Patrick Goldstein of the LA Times attempts to make sense of the ongoing furor over Tom Hanks' "slant eyed dogs" comments regarding the U.S. and Japan in the Second World War. He makes a valiant attempt at being evenhanded, in the way that only a smug liberal can: he cedes some "fair points" to conservative commentators while oddly suggesting in the same breath that these commentators are linked in some way to the deranged ravings of the "Barack Obama is a secret Muslim" fringe and that these ravings in turn are in some way linked to the War on Terror which in turn has led to "all sorts of bigoted and ignorant attacks on innocent, devout Muslims." Which attacks he is referring to isn't clear, unless he means Saddam Hussein.

But I digress.
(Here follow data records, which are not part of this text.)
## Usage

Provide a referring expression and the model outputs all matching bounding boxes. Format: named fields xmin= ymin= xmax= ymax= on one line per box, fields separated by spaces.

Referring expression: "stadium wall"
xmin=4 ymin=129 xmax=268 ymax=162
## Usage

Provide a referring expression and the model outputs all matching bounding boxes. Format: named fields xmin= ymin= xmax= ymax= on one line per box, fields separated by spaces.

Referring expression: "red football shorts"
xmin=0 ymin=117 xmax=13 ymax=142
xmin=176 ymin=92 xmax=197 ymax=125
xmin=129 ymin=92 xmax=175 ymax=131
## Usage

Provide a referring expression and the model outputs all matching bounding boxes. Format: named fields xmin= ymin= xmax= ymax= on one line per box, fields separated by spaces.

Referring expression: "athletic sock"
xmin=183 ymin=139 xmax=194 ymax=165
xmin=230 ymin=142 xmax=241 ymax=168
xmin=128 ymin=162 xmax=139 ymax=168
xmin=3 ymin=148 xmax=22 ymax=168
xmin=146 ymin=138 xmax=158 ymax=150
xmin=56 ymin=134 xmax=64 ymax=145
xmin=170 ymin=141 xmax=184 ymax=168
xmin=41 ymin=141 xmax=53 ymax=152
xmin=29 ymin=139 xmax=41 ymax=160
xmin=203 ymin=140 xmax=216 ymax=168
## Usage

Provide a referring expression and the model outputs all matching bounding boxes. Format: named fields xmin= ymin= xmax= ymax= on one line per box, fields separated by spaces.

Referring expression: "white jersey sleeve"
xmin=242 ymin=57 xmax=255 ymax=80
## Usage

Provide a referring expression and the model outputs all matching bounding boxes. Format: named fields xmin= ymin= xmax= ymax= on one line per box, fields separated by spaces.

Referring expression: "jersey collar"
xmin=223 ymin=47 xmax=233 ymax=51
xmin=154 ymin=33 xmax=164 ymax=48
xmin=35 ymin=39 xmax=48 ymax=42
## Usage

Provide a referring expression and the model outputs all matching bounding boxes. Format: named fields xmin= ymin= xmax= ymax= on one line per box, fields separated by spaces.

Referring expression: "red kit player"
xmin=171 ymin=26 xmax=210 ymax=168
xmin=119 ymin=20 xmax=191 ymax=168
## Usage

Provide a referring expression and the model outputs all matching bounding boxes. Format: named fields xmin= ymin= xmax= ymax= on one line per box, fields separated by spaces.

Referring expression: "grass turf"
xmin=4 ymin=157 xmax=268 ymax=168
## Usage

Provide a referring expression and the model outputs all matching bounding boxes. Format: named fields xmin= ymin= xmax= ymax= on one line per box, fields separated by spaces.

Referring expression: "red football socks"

Goldstein cautions against comparing our generation's wars with the wars of the past--and then asserts that wars in the past weren't as complicated as those of today. He then concludes that history is best left in the past, "instead of trying to wrestle with how it might apply to today's battles. When you talk about war today, everyone wants to pick a fight with you."

This throwaway line provides a fittingly problematic valediction to an essay filled with problematic assumptions. Human nature being immutable, wars weren't "simpler" in the past; we remember them imperfectly, and as the result is known to us now, often view them teleologically. Because the men of the past made hard choices--Goldstein relates his uncle saying of the battle of New Britain in 1944, "We had pushed all the Japs back into an enclave known as Rabaul and left them, without supplies, to starve until the end of the war"--because these men were resolute in these decisions, without regret, does not mean that these were easy decisions to make.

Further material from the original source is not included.